Mengenai waktu pembebasan Hasto dari Rumah Tahanan (Rutan) KPK, Johanis menjelaskan bahwa hal itu akan segera dilakukan setelah KPK menerima Surat Keputusan Amnesti dari Presiden. Surat tersebut harus sudah disetujui oleh DPR, sesuai dengan amanat Pasal 14 ayat 2 UUD 1945. Proses administrasi ini menjadi kunci sebelum Hasto bisa keluar dari tahanan. Sampai saat ini, KPK masih menunggu surat keputusan tersebut untuk dapat memproses pembebasan Hasto.
Pernyataan Johanis tersebut menunjukkan bahwa meskipun Hasto akan dibebaskan, catatan kriminalnya tidak hilang. Ia tetap dianggap sebagai terpidana korupsi. Hal ini menjadi pembeda penting antara amnesti dengan rehabilitasi, di mana rehabilitasi akan memulihkan nama baik seseorang. Amnesti hanya fokus pada penghapusan hukuman, bukan pada pemulihan reputasi.
Amnesti Hasto Disetujui DPR, KPK Tunggu Surat Keputusan Presiden
Sebelumnya, DPR telah memberikan persetujuan terhadap pemberian amnesti bagi Hasto Kristiyanto. Persetujuan ini disampaikan dalam rapat di Gedung DPR, Jakarta, pada Kamis (31/7/2025). Hasto diketahui divonis 3,5 tahun penjara dalam kasus suap terkait pergantian antar waktu (PAW) Fraksi PDIP DPR. Wakil Ketua DPR Sufmi Dasco Ahmad mengumumkan persetujuan tersebut secara resmi.
“Pemberian persetujuan dan pertimbangan atas Surat Presiden Nomor 42 Pres 07 27 25 tanggal 30 Juli 2025 tentang amnesti terhadap 116 orang yang telah terpidana, diberikan amnesti, termasuk saudara Hasto Kristiyanto,” kata Dasco. Keputusan ini merupakan tindak lanjut dari surat yang dikirimkan oleh Presiden.

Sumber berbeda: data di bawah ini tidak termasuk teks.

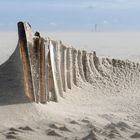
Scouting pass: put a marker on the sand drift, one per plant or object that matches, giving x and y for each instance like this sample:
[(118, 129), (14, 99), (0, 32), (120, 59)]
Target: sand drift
[(42, 69)]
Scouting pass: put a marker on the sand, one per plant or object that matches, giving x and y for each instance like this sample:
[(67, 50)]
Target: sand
[(105, 107)]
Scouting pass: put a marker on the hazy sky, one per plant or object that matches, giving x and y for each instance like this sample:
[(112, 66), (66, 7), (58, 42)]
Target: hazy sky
[(71, 15)]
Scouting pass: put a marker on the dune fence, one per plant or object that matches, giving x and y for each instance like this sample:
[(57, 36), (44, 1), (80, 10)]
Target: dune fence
[(42, 70)]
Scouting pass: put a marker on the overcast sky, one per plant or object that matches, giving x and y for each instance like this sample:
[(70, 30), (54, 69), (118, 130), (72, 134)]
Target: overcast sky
[(71, 15)]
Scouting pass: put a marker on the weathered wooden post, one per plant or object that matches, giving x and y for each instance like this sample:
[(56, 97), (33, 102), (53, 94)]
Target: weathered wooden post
[(23, 46)]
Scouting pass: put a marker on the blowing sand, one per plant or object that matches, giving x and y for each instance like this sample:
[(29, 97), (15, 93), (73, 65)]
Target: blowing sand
[(106, 108)]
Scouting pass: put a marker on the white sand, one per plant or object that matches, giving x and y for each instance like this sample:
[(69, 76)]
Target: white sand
[(108, 110)]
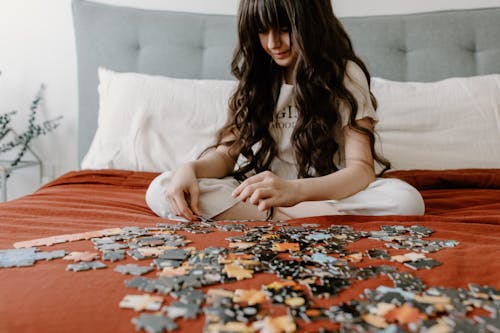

Amnesti merupakan pengampunan atau penghapusan hukuman seseorang atau sekelompok orang yang telah melakukan tindak pidana tertentu. Hak ini merupakan hak prerogatif Presiden, yaitu hak istimewa yang dimiliki oleh kepala negara terkait hukum dan undang-undang, yang berada di luar kekuasaan badan-badan perwakilan.
Hak prerogatif Presiden ini secara tegas diatur dalam Pasal 14 UUD 1945. Pasal tersebut menjelaskan bahwa Presiden berwenang untuk memberikan amnesti dan abolisi, namun harus dengan memperhatikan pertimbangan dari Dewan Perwakilan Rakyat. Dengan demikian, proses pemberian amnesti ini telah melalui prosedur konstitusional yang sah.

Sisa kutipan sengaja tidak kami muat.